A toast

Fruit wines and family, with Claire Leavey


Raspberries. Blackcurrants. Red and white currants. Gooseberries, both red and green. And damsons. Thousands of them, all tied in huge bags - some just thrown into supermarket carrier bags, their plastic now shattering with age, and filling two thirds of my enormous chest freezer, beneath the baskets full of pies, and peas, and blocks of white fish and ready meals.

And now here they were, piled on the drive, homeless, and deliquescing around my feet. A seeping, sagging mountain of WTF. The literal fruits of my mother’s forty years’ gardening an acre or so of Worcestershire, where the only thing that ever really thrives in the heavy clay is fruit; where everyone always has too much of it, where there’s never anybody sufficiently fruitless to give it to. Composting them was more than my heart could take. My mother had just gone into the ground herself, and every berry and drupe had been in those dear hands. I could not just throw them away.
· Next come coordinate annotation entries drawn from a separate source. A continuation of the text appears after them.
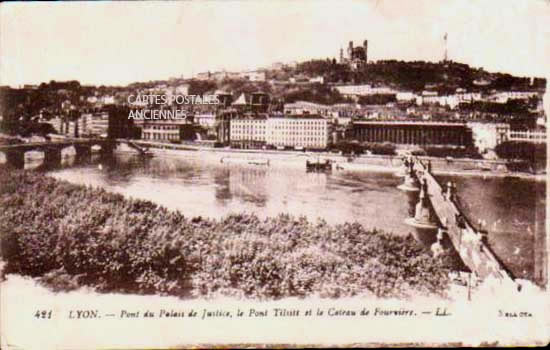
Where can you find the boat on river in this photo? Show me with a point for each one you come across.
(249, 161)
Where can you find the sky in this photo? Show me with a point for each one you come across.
(116, 43)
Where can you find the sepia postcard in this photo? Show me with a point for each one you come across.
(274, 174)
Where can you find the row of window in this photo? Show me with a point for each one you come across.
(162, 127)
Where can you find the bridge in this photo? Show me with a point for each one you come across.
(15, 154)
(436, 210)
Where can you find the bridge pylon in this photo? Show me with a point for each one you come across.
(424, 220)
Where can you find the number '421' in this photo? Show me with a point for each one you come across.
(43, 314)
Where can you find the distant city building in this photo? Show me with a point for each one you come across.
(182, 89)
(404, 96)
(318, 79)
(356, 56)
(297, 131)
(257, 102)
(304, 107)
(254, 75)
(162, 130)
(93, 124)
(363, 90)
(487, 136)
(505, 96)
(206, 120)
(248, 132)
(412, 133)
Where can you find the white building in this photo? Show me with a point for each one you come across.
(162, 130)
(206, 120)
(505, 96)
(318, 79)
(254, 75)
(363, 90)
(249, 131)
(304, 107)
(404, 96)
(297, 131)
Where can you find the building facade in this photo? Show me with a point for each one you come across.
(413, 133)
(248, 132)
(162, 130)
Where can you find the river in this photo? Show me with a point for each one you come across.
(198, 184)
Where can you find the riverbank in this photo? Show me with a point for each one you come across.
(368, 163)
(69, 236)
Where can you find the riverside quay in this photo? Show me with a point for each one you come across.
(413, 133)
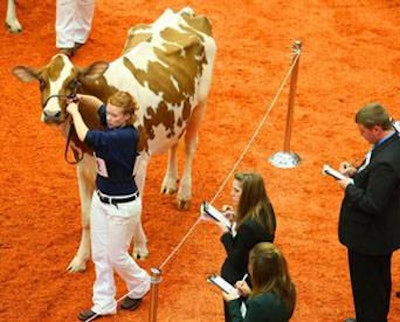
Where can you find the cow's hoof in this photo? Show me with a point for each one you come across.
(184, 204)
(76, 266)
(14, 29)
(140, 255)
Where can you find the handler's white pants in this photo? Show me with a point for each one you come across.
(111, 234)
(73, 22)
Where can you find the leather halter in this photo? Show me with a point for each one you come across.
(71, 131)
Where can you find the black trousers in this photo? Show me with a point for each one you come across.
(371, 283)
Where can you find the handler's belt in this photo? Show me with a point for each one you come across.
(116, 200)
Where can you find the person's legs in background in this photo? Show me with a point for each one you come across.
(73, 24)
(83, 22)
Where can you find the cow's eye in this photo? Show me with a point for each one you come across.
(73, 85)
(42, 84)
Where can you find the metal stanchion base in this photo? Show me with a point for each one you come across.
(285, 160)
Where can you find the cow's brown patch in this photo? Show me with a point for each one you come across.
(133, 38)
(200, 23)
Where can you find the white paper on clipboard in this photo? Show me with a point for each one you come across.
(222, 284)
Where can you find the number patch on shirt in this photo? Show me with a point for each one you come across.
(101, 167)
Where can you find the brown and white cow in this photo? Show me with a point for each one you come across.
(12, 22)
(167, 66)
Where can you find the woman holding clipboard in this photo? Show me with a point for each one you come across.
(253, 220)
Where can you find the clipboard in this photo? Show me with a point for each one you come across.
(215, 214)
(222, 284)
(329, 171)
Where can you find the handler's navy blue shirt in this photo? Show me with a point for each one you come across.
(115, 152)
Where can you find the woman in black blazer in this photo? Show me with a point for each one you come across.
(254, 222)
(273, 296)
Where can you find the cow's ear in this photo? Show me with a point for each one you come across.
(25, 74)
(95, 70)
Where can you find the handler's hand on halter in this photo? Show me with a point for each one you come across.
(72, 108)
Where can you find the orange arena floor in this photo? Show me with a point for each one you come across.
(350, 56)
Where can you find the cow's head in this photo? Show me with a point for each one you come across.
(59, 80)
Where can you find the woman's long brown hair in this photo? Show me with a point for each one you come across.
(269, 273)
(254, 202)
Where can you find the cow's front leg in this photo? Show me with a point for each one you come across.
(140, 250)
(171, 175)
(184, 196)
(86, 176)
(12, 22)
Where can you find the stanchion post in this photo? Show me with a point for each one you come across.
(292, 94)
(155, 280)
(287, 159)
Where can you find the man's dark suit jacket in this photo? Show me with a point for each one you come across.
(369, 220)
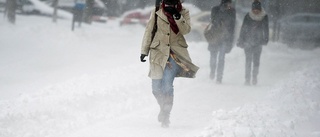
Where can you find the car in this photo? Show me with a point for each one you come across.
(136, 16)
(300, 29)
(198, 24)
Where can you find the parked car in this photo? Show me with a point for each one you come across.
(136, 16)
(300, 29)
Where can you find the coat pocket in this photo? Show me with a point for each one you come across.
(154, 44)
(183, 43)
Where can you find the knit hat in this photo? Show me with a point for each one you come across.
(256, 5)
(225, 1)
(171, 2)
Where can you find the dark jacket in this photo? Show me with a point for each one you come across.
(225, 19)
(254, 30)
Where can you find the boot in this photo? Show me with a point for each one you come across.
(254, 80)
(167, 107)
(160, 100)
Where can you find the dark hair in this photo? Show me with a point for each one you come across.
(225, 1)
(256, 5)
(171, 2)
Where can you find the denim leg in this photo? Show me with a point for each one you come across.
(164, 86)
(168, 77)
(213, 60)
(248, 53)
(256, 60)
(221, 58)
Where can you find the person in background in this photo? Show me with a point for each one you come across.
(223, 18)
(254, 34)
(168, 53)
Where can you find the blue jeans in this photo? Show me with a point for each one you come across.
(252, 61)
(164, 86)
(217, 55)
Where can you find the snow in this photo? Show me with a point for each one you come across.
(90, 82)
(46, 9)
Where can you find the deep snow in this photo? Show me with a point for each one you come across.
(90, 82)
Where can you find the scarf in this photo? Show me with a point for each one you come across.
(173, 24)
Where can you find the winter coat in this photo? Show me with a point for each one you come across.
(254, 30)
(224, 20)
(165, 40)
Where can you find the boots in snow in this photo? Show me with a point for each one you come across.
(167, 107)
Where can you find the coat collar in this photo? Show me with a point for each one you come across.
(258, 17)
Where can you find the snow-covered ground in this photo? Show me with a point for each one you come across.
(90, 83)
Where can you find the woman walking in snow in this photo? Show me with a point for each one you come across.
(223, 18)
(253, 34)
(168, 54)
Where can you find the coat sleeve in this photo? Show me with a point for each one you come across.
(146, 41)
(231, 28)
(184, 22)
(243, 31)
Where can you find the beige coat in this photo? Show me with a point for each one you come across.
(164, 41)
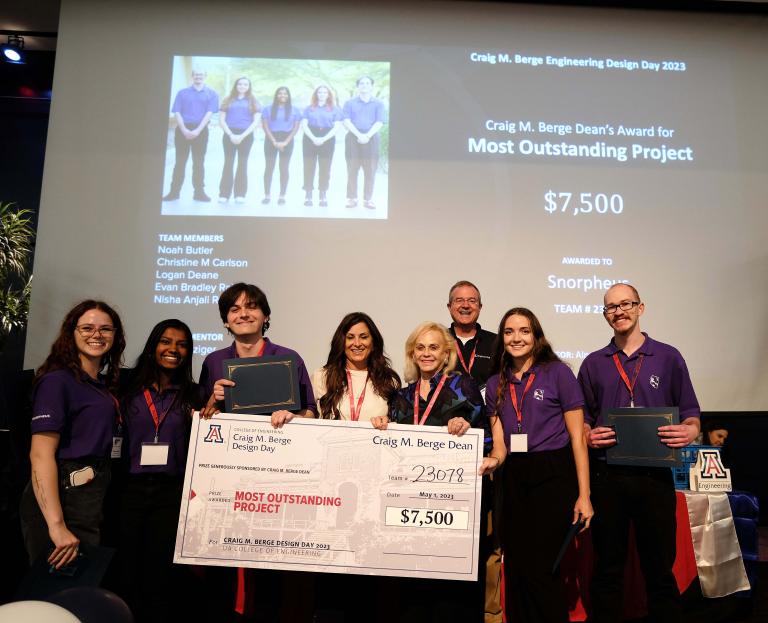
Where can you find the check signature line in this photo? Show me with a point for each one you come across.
(425, 555)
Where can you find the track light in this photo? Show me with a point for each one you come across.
(13, 50)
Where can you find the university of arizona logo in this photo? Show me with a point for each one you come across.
(214, 434)
(712, 466)
(708, 473)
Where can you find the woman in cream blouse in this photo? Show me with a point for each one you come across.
(357, 382)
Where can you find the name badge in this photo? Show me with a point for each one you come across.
(518, 442)
(154, 453)
(117, 447)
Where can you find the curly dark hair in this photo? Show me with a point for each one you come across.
(65, 356)
(501, 360)
(146, 372)
(385, 380)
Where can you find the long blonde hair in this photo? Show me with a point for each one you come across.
(411, 370)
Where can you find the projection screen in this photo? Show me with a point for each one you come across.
(543, 153)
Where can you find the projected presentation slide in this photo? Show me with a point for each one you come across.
(277, 137)
(367, 160)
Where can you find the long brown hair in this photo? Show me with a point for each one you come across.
(385, 381)
(501, 360)
(253, 104)
(64, 354)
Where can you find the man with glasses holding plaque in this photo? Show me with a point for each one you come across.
(634, 371)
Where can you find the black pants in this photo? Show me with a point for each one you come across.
(241, 174)
(149, 516)
(82, 508)
(271, 154)
(318, 156)
(184, 146)
(365, 156)
(647, 498)
(540, 489)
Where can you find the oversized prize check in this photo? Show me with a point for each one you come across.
(331, 496)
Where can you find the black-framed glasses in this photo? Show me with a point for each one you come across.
(623, 306)
(88, 330)
(470, 301)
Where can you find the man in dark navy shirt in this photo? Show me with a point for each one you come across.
(634, 371)
(474, 345)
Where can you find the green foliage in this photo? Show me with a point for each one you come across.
(17, 237)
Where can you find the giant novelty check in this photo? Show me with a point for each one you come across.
(331, 496)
Every berry and drupe had been in those dear hands. I could not just throw them away

So I made wine. It was, after all, my mum’s 1970s Good Life adventures that meant I’d become the family vintner before I was old enough for big school, let alone old enough to drink. I’m not even sure now if I was aware, when sagely sampling my product, that I was enjoying the fruity deliciousness of tax-free alcohol. We can probably blame this most excellent early education for the kidney stones - and the time I walked into a glass wall at school after bringing in a ‘refreshing’ bottle of home-made ginger beer to go with my sandwich and Penguin bar. Luckily the glass was reinforced.
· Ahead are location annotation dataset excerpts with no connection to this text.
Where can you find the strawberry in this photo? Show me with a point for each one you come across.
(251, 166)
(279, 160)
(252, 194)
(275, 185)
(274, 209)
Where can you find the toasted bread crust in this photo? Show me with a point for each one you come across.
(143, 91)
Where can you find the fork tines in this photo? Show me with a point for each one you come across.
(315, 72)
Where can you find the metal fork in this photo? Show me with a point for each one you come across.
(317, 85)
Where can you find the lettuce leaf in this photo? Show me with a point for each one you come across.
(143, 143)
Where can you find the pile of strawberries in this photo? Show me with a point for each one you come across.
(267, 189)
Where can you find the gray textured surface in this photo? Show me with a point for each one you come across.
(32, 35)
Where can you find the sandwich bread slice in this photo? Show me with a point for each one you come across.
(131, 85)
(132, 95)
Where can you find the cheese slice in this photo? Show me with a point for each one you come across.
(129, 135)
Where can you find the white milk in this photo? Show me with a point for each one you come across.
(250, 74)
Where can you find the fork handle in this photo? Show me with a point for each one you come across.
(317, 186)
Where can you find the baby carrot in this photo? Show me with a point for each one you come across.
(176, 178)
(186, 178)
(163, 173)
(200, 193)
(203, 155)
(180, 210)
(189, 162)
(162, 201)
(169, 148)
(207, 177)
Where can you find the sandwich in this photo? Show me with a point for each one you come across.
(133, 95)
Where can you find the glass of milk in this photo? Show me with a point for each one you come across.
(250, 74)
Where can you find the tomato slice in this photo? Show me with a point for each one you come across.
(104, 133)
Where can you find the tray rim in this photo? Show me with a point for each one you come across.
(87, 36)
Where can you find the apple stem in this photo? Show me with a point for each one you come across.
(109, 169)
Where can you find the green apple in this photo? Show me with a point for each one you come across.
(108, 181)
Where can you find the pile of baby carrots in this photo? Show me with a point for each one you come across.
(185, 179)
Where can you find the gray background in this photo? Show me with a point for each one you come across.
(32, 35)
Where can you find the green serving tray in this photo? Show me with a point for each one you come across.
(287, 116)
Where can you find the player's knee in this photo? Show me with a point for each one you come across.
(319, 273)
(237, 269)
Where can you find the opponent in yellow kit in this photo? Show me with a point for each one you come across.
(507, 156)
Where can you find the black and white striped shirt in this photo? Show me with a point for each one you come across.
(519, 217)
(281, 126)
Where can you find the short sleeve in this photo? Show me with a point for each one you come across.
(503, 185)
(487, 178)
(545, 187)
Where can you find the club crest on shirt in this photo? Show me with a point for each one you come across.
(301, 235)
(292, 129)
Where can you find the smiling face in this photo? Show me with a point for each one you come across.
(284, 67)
A straight damson recipe was the obvious starting point, but then adjustments had to be made to account for the gooseberries and currants, whose sharper flavours and less glutinous consistency meant we’d be heading towards a fresher, lighter product whose flavour hit some higher notes than you’d get from a straightforward, syrupy 100% damson. 
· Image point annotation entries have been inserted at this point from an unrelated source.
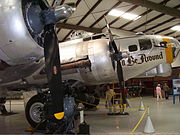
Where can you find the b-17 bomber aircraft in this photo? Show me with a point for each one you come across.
(27, 35)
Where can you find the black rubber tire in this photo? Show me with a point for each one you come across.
(34, 99)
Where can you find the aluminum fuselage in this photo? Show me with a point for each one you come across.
(21, 58)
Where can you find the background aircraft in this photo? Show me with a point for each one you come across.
(91, 60)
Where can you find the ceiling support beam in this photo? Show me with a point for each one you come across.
(157, 32)
(84, 17)
(77, 3)
(143, 14)
(154, 6)
(118, 18)
(76, 27)
(98, 20)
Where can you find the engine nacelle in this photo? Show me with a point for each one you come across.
(17, 46)
(78, 54)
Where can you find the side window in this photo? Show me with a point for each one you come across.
(145, 44)
(133, 48)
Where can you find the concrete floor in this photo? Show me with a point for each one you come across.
(164, 115)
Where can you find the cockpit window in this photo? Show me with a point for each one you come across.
(145, 44)
(133, 48)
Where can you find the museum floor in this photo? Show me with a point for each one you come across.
(164, 115)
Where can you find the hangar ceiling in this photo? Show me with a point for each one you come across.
(156, 17)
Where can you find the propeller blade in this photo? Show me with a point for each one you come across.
(116, 57)
(52, 60)
(121, 81)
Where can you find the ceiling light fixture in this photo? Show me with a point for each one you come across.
(129, 16)
(176, 28)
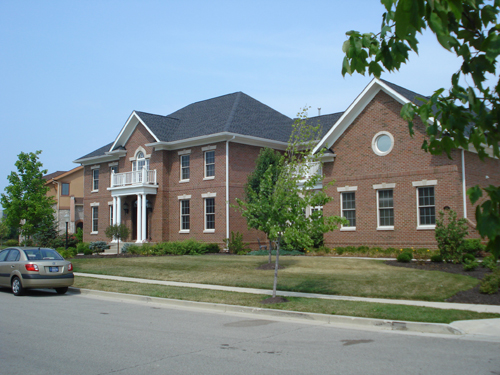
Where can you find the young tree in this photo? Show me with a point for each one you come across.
(4, 231)
(466, 114)
(287, 198)
(118, 231)
(25, 200)
(257, 198)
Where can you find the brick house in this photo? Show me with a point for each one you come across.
(174, 177)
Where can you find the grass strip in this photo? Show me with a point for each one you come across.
(312, 305)
(325, 275)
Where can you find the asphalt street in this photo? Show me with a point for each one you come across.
(45, 333)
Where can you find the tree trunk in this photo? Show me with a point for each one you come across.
(276, 266)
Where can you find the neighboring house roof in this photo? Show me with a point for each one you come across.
(60, 174)
(52, 175)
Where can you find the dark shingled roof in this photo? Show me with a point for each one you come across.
(98, 152)
(53, 175)
(410, 95)
(326, 121)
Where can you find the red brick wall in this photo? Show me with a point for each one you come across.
(356, 164)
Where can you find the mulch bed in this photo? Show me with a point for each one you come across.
(269, 266)
(467, 296)
(271, 300)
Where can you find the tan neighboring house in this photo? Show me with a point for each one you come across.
(67, 190)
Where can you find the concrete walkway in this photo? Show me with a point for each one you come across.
(488, 328)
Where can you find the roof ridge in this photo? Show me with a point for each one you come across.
(233, 111)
I’ve developed, over the years, a couple of basic principles which I apply to every wine I make. The first is to prepare the must, and then use my hydrometer to record the specific gravity of the unfermented juice before anything else happens. You can then adjust your gravity, or potential alcoholic content, whether by dilution or addition of sugar, to provide the yeast with the best conditions for a successful ferment. Once the process is complete, you can read the gravity again and do a simple calculation to work out how much of a kick in the head you’re going to get.

I got everything into a 25 litre fermenting bin, picked out the remains of the bags, and left it to finish the surprisingly long job of thawing. Second, I poured over the boiling water and added the yeast, a petit soupçon of pectolase, and the first few pounds of sugar. And this is the second principle I work by: adding the sugar bit by bit. For this, dear drinker, is the secret of creating a medium-dry country wine that will blow your bloody socks off. 

This was 2009, and with strict rationing, I’ve drunk just about half of it. Once fermentation had bubbled to a halt, it was like a classic near-purple, fruity - and sweet - young claret. Over the ten years since, this claret has matured into a tawny, drier character with the damsons’ expansive tannins coming to the fore - a serious doppelgänger for a fine old tawny port. And the good news is that rationing it is not difficult. One small glass of this and you’re done for the night - which is good, because I want to keep sipping this one lasting memory of my mother and a half-forgotten childhood under the trees for the rest of my life.